Of the 123 children with EoE who had aLP, less than 25% had LPF. The presence of LPF was significantly associated with gender (male) and the intensity of eosinophilic inflammation (or the PEC). It was not associated with the age at EGD, clinical factors or endoscopic features, and with the duration of EoE in particular. It is known that males prone to develop EoE and adult males report more fibrostenotic symptoms compared to adult females who often report more inflammatory symptoms at the time of diagnosis.28 It would be interesting to study if gender has any effect on the biology of esophageal histology and explain the propensity for LPF among male EoE subjects. Our observation of PEC being associated with LPF is consistent with current understanding that eosinophils act as major effector cells of tissue fibrosis in eosinophil mediated inflammatory conditions. An increased level of subepithelial fibrosis and increased expression of TGF-ß1 by eosinophils and its signaling molecule phospho-SMAD2/3 has been previously shown in children with EoE when compared to children without EoE.29,30 We noted that the degree of correlation within epithelial features was high-moderate in biopsies with LPF whereas it was moderate-weak in the biopsies without LPF. Similarly, the probability of predicting LPF increased with intensification of abnormality in each of epithelial features. These observations suggest that the intensity of eosinophilic inflammation and the extent of epithelial changes can be linked with the health of the lamina propria in EoE. This is important because early fibrosis can be reversed once epithelial inflammation including the intensity of eosinophilic inflammation is controlled.31,32
There was a high concordance between presence of SEA and DEC and presence of LPF in our study. In SEA the surface epithelial cells exhibit altered tinctorial properties and manifest as dark staining, with or without intraepithelial eosinophils, and in DEC the individual epithelial cells have deeply eosinophilic cytoplasm and hyperchromatic nuclei. Previous studies, and own our experience indicates that both SEA and DEC are less frequently noted when compared to features such as EI or DIS in EoE patients.15,33 However, when present, SEA and DEC may serve as epithelial markers of LPF. We postulate this could be related to the esophageal epithelial and mesenchymal cross-talk wherein epithelial cells can acquire mesenchymal features.23,34 Future research will be needed to validate this observation and to unravel the relationship between SEA, DEC, and LPF.
This study has some limitations. We used a retrospective design and used patient reported symptoms, medication exposure, duration of EoE (in known EoE cases), and allergic comorbidity information making misclassification and recall bias conceivable. Our cohort comprised of children with EoE and the majority of them had an inflammatory phenotype characterized by edema, furrows and exudates. Therefore, our results may not be directly applicable to adult EoE patients and patients with fibrostenotic phenotype characterized by presence of rings and strictures. We assessed the degree of tissue abnormality (grade score) and did not assess the extent of pathology (stage score) However, results from a recent study evaluating the histopathological effects of single therapy in EoE reveals that the grade score and the stage score tend to track together.35 Relatively more biopsies were obtained from the EoE subjects and quite a few of the subjects had a known history of EoE at the time of EGD. It is conceivable that the endoscopist might have unintentionally taken deeper biopsies in those children with marked endoscopic changes and/or obtained more tissue in EoE patients and this might have resulted in higher proportion of aLP in EoE subjects. However, it is important to note that the number of biopsies, EREFS, and duration of diagnosis did not hold up in the multivariate analysis as predictors of aLP. Finally, the sample size of the subgroup of EoE children with LPF was relatively small as evidenced by wide confidence intervals in correlation analysis and logistic regression analyses.

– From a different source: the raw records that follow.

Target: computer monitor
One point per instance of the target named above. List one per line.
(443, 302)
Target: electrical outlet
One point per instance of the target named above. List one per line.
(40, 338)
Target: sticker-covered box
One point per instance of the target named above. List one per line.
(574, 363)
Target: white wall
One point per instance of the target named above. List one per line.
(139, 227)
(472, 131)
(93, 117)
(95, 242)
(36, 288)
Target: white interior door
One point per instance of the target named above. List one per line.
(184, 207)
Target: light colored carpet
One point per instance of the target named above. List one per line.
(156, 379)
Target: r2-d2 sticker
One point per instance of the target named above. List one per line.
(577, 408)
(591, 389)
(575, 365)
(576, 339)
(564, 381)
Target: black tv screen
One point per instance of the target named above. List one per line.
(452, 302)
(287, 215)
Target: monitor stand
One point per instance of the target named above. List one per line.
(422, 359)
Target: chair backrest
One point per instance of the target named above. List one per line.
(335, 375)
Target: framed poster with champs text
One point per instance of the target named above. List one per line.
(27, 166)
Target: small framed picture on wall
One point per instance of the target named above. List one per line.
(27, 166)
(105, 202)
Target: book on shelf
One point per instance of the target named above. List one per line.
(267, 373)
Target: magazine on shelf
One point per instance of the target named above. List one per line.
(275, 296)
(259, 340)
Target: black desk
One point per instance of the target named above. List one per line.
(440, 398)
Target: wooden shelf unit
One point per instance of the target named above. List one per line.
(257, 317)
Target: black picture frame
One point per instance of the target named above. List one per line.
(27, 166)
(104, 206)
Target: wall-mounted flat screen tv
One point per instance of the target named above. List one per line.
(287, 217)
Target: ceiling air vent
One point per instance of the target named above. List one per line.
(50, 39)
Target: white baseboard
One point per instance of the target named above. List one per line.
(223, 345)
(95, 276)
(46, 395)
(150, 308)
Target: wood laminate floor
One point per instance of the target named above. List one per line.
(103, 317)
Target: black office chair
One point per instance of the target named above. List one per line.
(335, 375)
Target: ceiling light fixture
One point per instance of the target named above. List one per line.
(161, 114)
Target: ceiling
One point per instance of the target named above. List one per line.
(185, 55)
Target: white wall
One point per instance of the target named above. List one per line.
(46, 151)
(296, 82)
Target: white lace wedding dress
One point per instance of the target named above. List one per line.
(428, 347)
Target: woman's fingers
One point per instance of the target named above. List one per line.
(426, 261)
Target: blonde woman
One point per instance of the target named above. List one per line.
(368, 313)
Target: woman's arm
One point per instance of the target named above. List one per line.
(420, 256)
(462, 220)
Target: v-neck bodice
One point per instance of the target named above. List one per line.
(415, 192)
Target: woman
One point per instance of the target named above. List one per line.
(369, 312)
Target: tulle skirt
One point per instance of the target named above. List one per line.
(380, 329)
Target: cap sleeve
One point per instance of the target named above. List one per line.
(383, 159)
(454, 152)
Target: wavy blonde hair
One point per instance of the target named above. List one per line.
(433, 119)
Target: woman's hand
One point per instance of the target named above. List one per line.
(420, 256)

Despite these limitations, our study has several strengths. We consecutively enrolled patients and used well defined inclusion criteria to limit selection bias, and overall this study reports on a large group of children. All the EREFS were observed and recorded at the time of the EGD and this eliminated any recall bias on the part of the endoscopist and provided real-time assessment rather than re-assessment from archived photos. We used the current definition to define aLP and used the validated EoEHSS rating to grade the LPF, with all biopsies undergoing a dedicated research read. The histologic assessments were done by a single pediatric pathologist and this allowed us to minimize inter-observer variability. We accounted for multiple comparisons and used a rigorous cut-off to ascertain statistical significance.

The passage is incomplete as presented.